The [P]i functions provides subjective data from memories or unconscious archetypes, while the the [J]i functions make internal decisions based on subjective criteria.

In the MBTI, the cognitive functions follow the following patterns:

Extraverted Judgers (ESTJ, ENTJ, ESFJ, ENFJ)  – [J]e  [P]i  [P]e  [J]i

Extraverted Perceivers (ESTP, ENTP, ESFP, ENTP)  – [P]e  [J]i  [J]e  [P]i

Introverted Judgers (ISTJ, INTJ, ISFJ, INFJ) – [P]i  [J]e  [J]i  [P]e

Introverted Perceivers (ISTP, INTP, ISFP, INFP) – [J]i  [P]e  [P]i  [J]e

The MBTI determines the last letter of the four-letter type based on the location of the extraverted judging function [J]e. If [J]e is in the dominant (1st) or auxilliary(2nd) position, the type is J. If [J]e is in the tertiary[3rd] or inferior[4th] function, the type is  P.
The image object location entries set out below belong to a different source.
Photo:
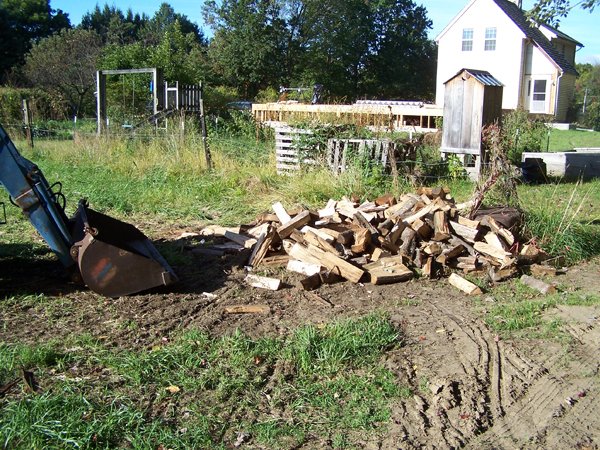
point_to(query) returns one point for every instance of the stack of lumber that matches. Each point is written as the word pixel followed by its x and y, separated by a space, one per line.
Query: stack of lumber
pixel 383 241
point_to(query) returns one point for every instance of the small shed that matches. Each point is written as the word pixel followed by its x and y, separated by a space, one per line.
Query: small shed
pixel 473 99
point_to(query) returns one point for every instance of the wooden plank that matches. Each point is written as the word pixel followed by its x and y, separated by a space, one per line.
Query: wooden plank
pixel 298 221
pixel 257 281
pixel 312 254
pixel 247 309
pixel 464 285
pixel 281 213
pixel 467 233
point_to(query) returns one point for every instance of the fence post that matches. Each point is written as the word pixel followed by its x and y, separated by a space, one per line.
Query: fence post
pixel 27 122
pixel 204 133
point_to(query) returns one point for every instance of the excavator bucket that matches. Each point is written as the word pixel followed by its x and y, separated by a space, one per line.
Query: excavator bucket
pixel 114 257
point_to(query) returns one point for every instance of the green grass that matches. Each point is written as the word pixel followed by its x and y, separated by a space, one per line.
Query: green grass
pixel 324 382
pixel 519 311
pixel 561 140
pixel 564 218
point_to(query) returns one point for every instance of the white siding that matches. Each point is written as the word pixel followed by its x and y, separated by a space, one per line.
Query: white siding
pixel 504 63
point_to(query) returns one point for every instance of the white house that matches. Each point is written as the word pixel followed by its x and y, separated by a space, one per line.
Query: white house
pixel 536 65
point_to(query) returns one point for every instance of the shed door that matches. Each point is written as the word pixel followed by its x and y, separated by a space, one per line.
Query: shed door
pixel 538 94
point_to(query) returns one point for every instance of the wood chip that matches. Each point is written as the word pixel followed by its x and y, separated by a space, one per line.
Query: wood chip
pixel 247 309
pixel 464 285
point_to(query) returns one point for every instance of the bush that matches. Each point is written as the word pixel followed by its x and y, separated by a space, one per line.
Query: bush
pixel 521 134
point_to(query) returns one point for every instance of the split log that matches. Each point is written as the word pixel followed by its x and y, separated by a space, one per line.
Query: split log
pixel 500 255
pixel 216 230
pixel 275 260
pixel 262 247
pixel 497 275
pixel 299 221
pixel 408 239
pixel 386 199
pixel 440 224
pixel 538 285
pixel 245 241
pixel 493 225
pixel 493 239
pixel 303 268
pixel 538 270
pixel 423 229
pixel 469 234
pixel 362 240
pixel 282 214
pixel 468 222
pixel 312 254
pixel 272 284
pixel 311 282
pixel 450 253
pixel 464 285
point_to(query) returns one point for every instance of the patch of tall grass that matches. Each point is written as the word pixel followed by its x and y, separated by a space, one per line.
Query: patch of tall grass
pixel 199 391
pixel 563 218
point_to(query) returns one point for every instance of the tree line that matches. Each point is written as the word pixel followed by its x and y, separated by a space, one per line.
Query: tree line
pixel 375 49
pixel 355 49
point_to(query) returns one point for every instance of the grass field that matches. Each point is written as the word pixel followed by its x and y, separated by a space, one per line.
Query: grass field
pixel 561 140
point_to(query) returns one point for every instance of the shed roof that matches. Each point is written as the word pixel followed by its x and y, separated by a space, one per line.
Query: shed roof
pixel 483 76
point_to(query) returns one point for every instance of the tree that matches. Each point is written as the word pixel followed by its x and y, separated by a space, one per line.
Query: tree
pixel 352 47
pixel 113 25
pixel 163 20
pixel 65 63
pixel 244 51
pixel 551 11
pixel 22 23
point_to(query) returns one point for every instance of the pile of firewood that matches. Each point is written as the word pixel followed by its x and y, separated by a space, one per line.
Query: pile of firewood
pixel 383 241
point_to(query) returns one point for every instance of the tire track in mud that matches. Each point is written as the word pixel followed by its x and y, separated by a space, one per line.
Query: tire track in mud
pixel 560 408
pixel 476 378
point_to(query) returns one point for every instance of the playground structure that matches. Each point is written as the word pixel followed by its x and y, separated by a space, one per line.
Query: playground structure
pixel 166 99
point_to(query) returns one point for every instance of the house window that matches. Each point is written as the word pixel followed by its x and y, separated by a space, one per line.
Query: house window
pixel 467 39
pixel 490 39
pixel 538 100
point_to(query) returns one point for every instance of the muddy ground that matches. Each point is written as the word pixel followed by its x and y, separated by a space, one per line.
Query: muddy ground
pixel 483 391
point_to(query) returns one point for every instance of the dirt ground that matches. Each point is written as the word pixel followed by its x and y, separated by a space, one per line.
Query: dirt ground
pixel 480 391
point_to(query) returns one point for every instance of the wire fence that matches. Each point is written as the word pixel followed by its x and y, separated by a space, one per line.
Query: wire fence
pixel 424 169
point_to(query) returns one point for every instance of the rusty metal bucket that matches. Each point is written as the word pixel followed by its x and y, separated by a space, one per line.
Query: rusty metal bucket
pixel 114 257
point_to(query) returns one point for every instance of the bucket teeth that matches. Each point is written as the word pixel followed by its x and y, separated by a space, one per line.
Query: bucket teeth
pixel 116 258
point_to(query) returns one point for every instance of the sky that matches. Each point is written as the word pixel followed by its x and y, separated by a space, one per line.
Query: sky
pixel 580 25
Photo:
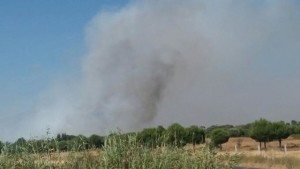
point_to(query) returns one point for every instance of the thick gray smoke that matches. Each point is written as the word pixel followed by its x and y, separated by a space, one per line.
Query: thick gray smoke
pixel 193 62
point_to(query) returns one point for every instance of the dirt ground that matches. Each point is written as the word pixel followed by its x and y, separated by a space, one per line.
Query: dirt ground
pixel 249 148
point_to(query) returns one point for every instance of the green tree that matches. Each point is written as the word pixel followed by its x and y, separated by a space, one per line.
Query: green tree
pixel 219 136
pixel 195 135
pixel 280 131
pixel 96 141
pixel 261 131
pixel 148 137
pixel 176 135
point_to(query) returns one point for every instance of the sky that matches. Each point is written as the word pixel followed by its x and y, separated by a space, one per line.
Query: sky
pixel 40 42
pixel 85 68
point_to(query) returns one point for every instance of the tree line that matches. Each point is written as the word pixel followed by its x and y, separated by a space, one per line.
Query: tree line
pixel 261 130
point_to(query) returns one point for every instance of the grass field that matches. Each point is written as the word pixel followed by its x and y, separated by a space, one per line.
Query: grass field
pixel 121 153
pixel 273 158
pixel 128 153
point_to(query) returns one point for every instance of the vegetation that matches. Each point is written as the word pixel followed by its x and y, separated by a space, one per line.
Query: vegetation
pixel 119 151
pixel 150 148
pixel 219 136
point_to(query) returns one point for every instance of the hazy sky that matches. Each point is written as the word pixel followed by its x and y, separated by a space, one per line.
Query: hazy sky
pixel 81 67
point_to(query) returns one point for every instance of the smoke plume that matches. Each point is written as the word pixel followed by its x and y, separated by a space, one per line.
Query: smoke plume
pixel 193 62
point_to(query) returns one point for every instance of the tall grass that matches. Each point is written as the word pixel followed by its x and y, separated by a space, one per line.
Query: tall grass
pixel 119 152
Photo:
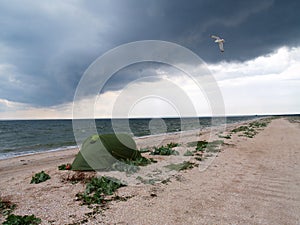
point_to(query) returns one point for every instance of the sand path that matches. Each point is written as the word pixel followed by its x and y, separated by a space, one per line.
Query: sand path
pixel 256 181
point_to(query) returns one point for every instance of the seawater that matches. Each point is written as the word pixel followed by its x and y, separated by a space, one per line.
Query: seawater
pixel 20 137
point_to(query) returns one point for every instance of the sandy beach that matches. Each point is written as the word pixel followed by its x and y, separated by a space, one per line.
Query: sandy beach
pixel 250 181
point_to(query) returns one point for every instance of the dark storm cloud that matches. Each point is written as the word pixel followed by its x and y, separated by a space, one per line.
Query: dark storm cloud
pixel 47 45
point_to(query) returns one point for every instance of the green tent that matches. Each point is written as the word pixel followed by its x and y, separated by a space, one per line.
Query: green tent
pixel 99 152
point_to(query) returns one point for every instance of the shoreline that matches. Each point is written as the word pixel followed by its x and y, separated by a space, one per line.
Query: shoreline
pixel 252 176
pixel 203 130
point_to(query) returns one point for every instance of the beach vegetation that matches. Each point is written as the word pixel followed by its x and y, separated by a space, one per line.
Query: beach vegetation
pixel 22 220
pixel 240 129
pixel 172 145
pixel 6 206
pixel 181 166
pixel 214 146
pixel 39 177
pixel 228 136
pixel 188 153
pixel 78 176
pixel 97 189
pixel 146 181
pixel 164 150
pixel 144 150
pixel 67 166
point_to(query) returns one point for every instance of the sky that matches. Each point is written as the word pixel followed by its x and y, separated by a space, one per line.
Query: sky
pixel 46 47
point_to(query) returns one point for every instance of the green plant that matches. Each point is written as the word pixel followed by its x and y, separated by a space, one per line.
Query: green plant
pixel 240 129
pixel 201 145
pixel 39 177
pixel 22 220
pixel 67 166
pixel 228 136
pixel 146 181
pixel 180 166
pixel 164 151
pixel 6 207
pixel 144 150
pixel 172 145
pixel 97 189
pixel 188 153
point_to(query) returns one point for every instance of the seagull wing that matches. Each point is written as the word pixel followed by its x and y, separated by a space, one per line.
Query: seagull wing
pixel 221 46
pixel 215 37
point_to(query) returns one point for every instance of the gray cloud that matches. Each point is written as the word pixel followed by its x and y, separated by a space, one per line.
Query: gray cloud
pixel 47 45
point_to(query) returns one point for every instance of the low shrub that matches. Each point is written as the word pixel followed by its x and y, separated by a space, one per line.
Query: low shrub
pixel 6 206
pixel 163 150
pixel 180 166
pixel 39 177
pixel 22 220
pixel 67 166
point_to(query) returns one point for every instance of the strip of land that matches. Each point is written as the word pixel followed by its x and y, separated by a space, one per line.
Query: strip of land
pixel 254 179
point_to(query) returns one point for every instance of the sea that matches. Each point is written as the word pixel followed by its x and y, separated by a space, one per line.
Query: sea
pixel 22 137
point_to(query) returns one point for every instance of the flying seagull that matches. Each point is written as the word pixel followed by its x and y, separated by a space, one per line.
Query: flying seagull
pixel 220 41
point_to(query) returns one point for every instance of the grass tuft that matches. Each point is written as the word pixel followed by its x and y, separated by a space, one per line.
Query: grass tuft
pixel 39 177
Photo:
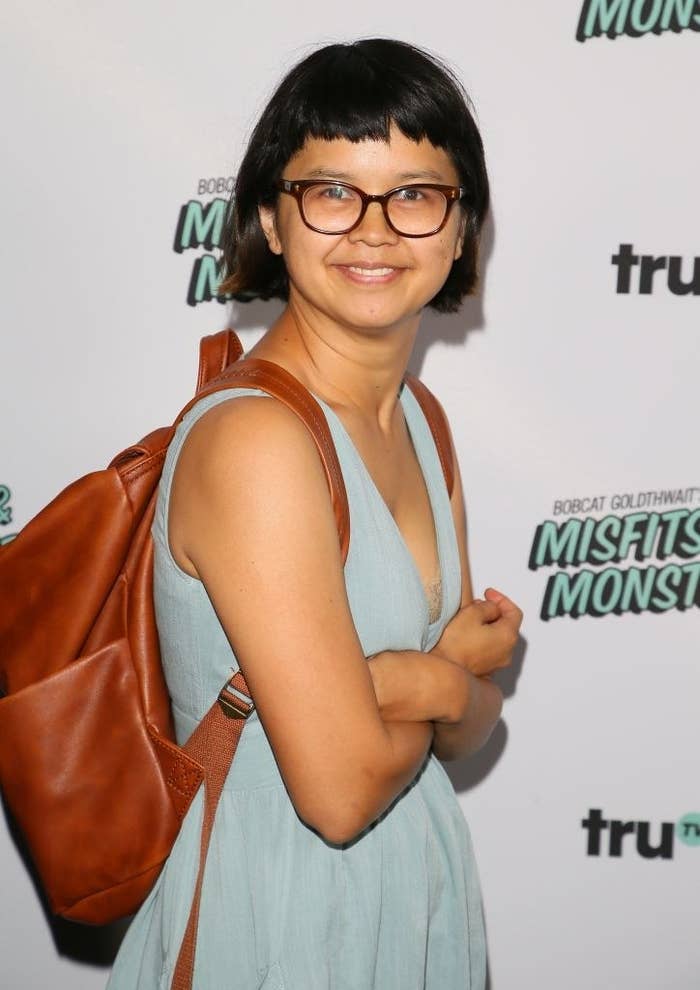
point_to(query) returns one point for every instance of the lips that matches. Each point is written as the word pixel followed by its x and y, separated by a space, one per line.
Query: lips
pixel 370 271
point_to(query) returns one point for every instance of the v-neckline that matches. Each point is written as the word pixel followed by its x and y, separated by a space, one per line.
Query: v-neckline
pixel 382 501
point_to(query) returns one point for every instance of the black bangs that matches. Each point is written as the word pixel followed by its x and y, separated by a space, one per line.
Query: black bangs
pixel 356 92
pixel 353 91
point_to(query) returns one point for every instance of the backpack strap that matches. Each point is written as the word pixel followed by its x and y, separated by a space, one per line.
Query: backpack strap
pixel 214 741
pixel 216 352
pixel 437 421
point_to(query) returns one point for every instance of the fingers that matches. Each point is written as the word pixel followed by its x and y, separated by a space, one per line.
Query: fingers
pixel 507 606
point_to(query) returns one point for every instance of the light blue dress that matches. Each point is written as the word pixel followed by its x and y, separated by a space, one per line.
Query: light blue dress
pixel 398 908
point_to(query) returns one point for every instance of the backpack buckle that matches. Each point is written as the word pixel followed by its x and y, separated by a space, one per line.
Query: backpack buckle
pixel 233 702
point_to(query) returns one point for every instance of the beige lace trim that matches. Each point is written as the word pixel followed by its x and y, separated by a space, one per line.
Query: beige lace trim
pixel 433 593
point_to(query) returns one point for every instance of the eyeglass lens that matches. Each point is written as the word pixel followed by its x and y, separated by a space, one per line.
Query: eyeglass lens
pixel 412 210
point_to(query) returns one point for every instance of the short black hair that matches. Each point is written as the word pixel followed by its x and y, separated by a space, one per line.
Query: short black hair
pixel 353 91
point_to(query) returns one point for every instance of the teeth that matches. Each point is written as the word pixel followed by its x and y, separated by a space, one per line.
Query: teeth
pixel 370 271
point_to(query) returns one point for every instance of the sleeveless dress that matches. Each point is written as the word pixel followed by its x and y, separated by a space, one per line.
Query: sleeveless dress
pixel 398 907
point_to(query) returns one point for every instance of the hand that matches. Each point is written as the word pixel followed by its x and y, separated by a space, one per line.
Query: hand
pixel 481 637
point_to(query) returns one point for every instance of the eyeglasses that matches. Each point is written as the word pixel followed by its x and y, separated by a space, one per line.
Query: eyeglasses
pixel 416 210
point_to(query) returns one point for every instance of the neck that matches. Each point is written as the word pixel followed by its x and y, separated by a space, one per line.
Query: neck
pixel 350 368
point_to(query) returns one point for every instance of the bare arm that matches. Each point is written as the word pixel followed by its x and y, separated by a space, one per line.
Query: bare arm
pixel 253 521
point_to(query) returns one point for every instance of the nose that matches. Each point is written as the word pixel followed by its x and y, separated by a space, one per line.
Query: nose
pixel 373 228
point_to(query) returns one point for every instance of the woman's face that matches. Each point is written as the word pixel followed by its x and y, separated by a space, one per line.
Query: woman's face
pixel 370 278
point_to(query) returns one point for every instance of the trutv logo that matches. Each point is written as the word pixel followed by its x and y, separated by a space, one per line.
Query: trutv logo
pixel 614 837
pixel 636 17
pixel 642 273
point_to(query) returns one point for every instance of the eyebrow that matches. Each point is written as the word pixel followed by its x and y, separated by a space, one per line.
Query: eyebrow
pixel 427 175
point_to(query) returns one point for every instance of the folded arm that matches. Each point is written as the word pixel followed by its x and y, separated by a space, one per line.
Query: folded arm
pixel 254 523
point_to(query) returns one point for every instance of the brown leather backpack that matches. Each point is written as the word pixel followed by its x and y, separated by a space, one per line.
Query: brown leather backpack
pixel 88 763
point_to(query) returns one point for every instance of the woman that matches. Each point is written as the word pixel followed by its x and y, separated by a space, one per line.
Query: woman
pixel 340 857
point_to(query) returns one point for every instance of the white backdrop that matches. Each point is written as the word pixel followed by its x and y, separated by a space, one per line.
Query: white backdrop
pixel 560 389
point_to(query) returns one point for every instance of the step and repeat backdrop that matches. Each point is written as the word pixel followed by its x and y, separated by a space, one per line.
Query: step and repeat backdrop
pixel 571 382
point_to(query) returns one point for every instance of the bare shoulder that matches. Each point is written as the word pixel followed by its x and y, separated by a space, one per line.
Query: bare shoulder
pixel 245 458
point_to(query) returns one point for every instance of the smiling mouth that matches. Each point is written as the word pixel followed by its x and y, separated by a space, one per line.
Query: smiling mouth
pixel 370 271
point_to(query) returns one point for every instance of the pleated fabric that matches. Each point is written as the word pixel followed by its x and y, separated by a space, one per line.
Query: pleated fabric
pixel 398 908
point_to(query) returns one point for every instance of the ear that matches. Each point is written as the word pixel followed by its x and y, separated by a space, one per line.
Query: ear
pixel 269 226
pixel 461 234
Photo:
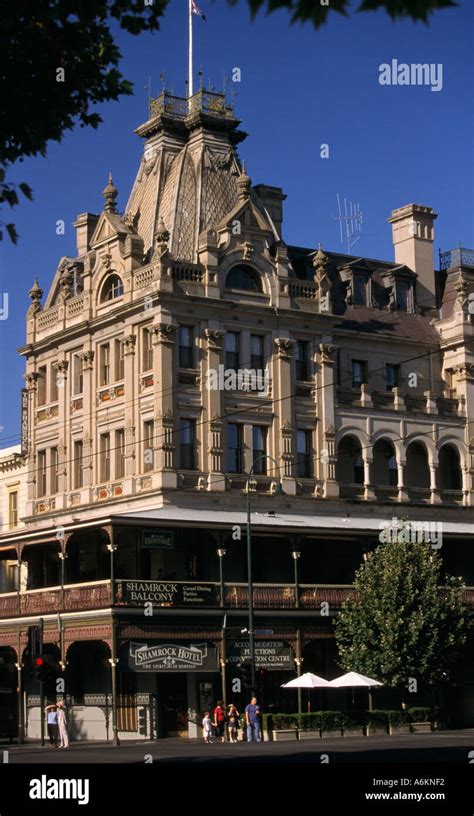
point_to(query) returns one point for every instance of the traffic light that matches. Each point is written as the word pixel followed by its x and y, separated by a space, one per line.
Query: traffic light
pixel 142 729
pixel 45 671
pixel 246 675
pixel 35 641
pixel 40 669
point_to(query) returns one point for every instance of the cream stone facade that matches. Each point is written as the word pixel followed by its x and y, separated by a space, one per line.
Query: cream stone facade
pixel 366 415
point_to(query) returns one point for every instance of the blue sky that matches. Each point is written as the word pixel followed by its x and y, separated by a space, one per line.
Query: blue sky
pixel 388 146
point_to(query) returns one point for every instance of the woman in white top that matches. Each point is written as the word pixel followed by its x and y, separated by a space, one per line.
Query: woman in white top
pixel 62 726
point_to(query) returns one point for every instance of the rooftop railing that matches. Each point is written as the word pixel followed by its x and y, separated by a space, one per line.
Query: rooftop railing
pixel 456 257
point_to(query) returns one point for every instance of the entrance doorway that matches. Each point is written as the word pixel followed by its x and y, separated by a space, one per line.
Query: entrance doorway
pixel 172 704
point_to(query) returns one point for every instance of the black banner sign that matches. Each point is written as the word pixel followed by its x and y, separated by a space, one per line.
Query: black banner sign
pixel 269 654
pixel 24 422
pixel 166 593
pixel 172 657
pixel 157 539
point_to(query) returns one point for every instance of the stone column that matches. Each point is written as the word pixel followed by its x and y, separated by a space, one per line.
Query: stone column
pixel 32 386
pixel 132 411
pixel 325 399
pixel 65 468
pixel 435 494
pixel 282 395
pixel 212 403
pixel 368 490
pixel 89 421
pixel 163 339
pixel 402 491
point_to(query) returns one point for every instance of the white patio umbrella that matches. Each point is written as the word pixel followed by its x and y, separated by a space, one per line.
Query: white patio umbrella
pixel 353 680
pixel 309 681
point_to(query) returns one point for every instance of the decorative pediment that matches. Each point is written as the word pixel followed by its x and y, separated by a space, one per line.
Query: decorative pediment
pixel 249 217
pixel 109 225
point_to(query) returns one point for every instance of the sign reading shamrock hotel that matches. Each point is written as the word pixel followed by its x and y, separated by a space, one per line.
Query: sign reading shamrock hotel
pixel 171 657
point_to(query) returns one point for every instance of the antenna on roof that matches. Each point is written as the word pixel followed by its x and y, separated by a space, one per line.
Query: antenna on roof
pixel 148 88
pixel 351 215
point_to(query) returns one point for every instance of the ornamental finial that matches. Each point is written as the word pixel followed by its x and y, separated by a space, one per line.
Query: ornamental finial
pixel 110 194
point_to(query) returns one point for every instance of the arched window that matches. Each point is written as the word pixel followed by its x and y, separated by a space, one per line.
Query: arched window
pixel 112 288
pixel 243 277
pixel 417 472
pixel 384 465
pixel 449 468
pixel 350 464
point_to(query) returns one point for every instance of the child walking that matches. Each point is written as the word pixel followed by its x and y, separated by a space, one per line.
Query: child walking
pixel 207 727
pixel 233 723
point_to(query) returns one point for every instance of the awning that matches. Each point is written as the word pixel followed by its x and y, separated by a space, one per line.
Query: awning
pixel 316 523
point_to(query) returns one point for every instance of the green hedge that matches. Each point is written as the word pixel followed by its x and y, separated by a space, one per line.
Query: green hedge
pixel 333 720
pixel 424 714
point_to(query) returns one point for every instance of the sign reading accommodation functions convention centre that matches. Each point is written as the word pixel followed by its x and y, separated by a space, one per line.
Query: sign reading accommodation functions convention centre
pixel 269 654
pixel 171 657
pixel 157 539
pixel 166 593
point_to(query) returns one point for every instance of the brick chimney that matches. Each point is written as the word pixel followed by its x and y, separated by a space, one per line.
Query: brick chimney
pixel 413 236
pixel 85 225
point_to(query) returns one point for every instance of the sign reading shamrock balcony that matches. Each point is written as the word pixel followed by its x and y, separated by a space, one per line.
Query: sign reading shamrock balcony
pixel 166 593
pixel 269 654
pixel 157 539
pixel 172 657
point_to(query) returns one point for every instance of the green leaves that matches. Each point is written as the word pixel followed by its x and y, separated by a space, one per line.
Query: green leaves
pixel 404 621
pixel 312 11
pixel 38 37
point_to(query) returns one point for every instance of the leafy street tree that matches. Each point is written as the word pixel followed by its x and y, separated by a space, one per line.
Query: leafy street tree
pixel 316 11
pixel 59 57
pixel 404 620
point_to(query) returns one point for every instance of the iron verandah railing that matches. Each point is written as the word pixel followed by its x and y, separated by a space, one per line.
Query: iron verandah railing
pixel 97 595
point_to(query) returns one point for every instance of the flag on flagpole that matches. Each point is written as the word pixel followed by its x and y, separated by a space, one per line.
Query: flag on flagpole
pixel 197 10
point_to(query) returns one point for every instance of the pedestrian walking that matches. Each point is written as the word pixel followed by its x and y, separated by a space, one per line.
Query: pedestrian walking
pixel 52 719
pixel 253 718
pixel 62 727
pixel 233 718
pixel 220 718
pixel 207 727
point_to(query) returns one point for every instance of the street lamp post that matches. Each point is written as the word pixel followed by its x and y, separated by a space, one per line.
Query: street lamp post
pixel 296 555
pixel 221 553
pixel 278 492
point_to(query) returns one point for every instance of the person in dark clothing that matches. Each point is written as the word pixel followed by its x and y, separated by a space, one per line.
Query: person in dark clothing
pixel 52 715
pixel 220 718
pixel 253 718
pixel 233 718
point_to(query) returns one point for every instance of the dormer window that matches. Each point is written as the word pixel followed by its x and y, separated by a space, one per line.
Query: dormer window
pixel 243 277
pixel 360 288
pixel 403 295
pixel 112 288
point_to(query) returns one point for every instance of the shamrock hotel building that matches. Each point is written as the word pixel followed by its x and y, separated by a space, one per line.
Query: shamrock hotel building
pixel 124 509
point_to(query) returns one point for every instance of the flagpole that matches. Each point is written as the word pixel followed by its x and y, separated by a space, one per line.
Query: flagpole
pixel 190 65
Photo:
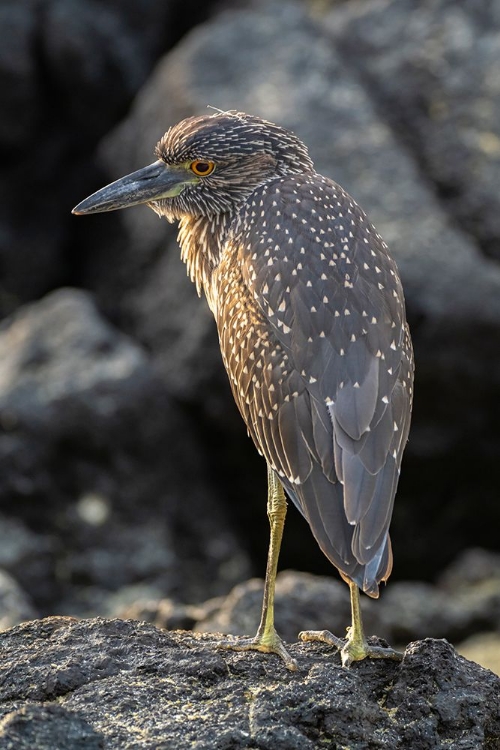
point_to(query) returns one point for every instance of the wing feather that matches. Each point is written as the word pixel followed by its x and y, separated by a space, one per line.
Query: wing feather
pixel 320 362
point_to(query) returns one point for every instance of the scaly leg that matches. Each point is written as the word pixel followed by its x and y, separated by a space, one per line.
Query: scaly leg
pixel 355 647
pixel 267 639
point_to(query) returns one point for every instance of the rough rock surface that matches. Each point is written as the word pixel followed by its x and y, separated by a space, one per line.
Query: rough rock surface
pixel 116 684
pixel 91 502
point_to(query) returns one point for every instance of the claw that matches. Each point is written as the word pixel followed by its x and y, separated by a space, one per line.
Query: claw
pixel 271 643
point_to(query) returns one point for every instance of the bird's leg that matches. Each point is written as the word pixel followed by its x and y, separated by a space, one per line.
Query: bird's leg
pixel 355 647
pixel 267 639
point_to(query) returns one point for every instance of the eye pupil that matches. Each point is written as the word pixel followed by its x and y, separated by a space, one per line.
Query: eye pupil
pixel 202 168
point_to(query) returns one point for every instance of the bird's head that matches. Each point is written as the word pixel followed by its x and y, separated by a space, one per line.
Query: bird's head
pixel 206 165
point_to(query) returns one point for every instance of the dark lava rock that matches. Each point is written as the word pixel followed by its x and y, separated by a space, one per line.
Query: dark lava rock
pixel 96 459
pixel 131 686
pixel 68 72
pixel 433 69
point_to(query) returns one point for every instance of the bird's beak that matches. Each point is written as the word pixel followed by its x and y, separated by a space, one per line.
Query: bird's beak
pixel 156 181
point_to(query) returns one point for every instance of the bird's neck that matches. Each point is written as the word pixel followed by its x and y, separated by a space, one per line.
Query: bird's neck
pixel 201 240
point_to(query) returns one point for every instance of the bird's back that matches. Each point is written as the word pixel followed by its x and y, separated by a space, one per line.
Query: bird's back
pixel 312 326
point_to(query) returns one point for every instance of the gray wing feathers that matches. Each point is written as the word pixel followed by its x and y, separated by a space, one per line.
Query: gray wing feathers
pixel 332 304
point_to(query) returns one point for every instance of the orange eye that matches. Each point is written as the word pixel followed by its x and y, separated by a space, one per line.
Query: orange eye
pixel 202 168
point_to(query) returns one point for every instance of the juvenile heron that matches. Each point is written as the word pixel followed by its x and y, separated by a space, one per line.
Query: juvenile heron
pixel 311 319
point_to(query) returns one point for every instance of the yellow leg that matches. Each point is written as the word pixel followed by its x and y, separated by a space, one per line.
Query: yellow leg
pixel 355 647
pixel 267 639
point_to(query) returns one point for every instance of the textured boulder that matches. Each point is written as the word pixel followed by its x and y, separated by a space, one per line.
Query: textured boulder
pixel 96 458
pixel 110 683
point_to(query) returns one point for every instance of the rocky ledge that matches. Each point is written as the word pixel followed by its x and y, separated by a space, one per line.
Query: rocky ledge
pixel 67 685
Here is an brief summary of the 8 cognitive functions:

[P]e

Se (Extraverted Sensing) provides data about the individual’s immediate surroundings. This can take the form of immersion in the environment and acute perception of details. It also provides data on the person’s orientation/location in space and helps the individual deal with novel concrete problems in an improvisational manner.

Ne (Extraverted Intuition) imagines new possibilities in the external world and detects patterns to generate new ideas. This may take the form of brainstorming, creativity or synthesis of new ideas. It works by making connections between ideas that may seem random or unrealistic to others.

[J]e

Te (Extraverted Thinking) creates strategies and makes decisions based on effectiveness, efficiency, sustainability and other objective measures of performance. It is pragmatic and is useful for planning, logistics, time/resource management and other tasks that require “real world” problem solving. It validates its decisions based on empirical data and quantitative measurements and constantly searches for areas of improvement.

Fe (Extraverted Feeling) makes decisions based on values and their pragmatic consequences on people. It primarily deals with creating social harmony and adjusting attitudes and behaviors to assimilate into one’s social environment. It works in a similar fashion to Te, except it asks “Is this acceptable?” instead of “Does it work?”. It manifests itself in social graces, politeness and sensitivity towards others’ feelings.

[P]i

Si (Introverted Sensing) works by comparing new data against an internal archive of sensory experiences, feelings, data, facts and forms. It works by routinizing, preserving, reflecting and trusting what is known. It differs from Se because it constructs subjective forms of absorbed information instead of using raw sensory stimuli. It focuses on a single aspect of sensory experience (for example, sight) and takes a very detailed snapshot which is accurately stored and retrieved when a similar stimuli is encountered.

Ni (Introverted Intuition) is primarily an unconscious process and surfaces with solutions to novel problems and insights. It works by abstracting and extracting symbolic meaning from everyday experience and combining it with archetypes and learned patterns to provide insight and “meaning”. It can be described as a peripheral perception device. Unlike Ne, it is not driven by interest in novelty or mere curiosity but with searching for universal truths underlying common experience.

[J]i

Ti (Introverted Thinking) is a subjective judging function which works by evaluating ideas based on consistency, logical correctness, and comparing them against an internal framework of principles. It is mainly concerned with how things work and strives to find internal consistency and avoid self-contradiction, infinite regresses and other logical pitfalls. It is a conscious linear process that follows a straight line of reasoning. It is analytical and works by dissecting ideas and systems into smaller components and providing a detailed explanation of the underlying processes and sub-processes.

Fi (Introverted Feeling) makes value judgments based on an internal set of values and strong sense of personal identity. It mainly works with subjective ideals and values and makes judgements based on resemblance and compatibility. It is attracted to ideas and evaluates them based on intangible phenomenon. Unlike Ti, it cannot easily articulate itself because it works by harmonizing feeling tones instead of forming a verbal narrative. It is used for making  judgements about moral and aesthetic worth.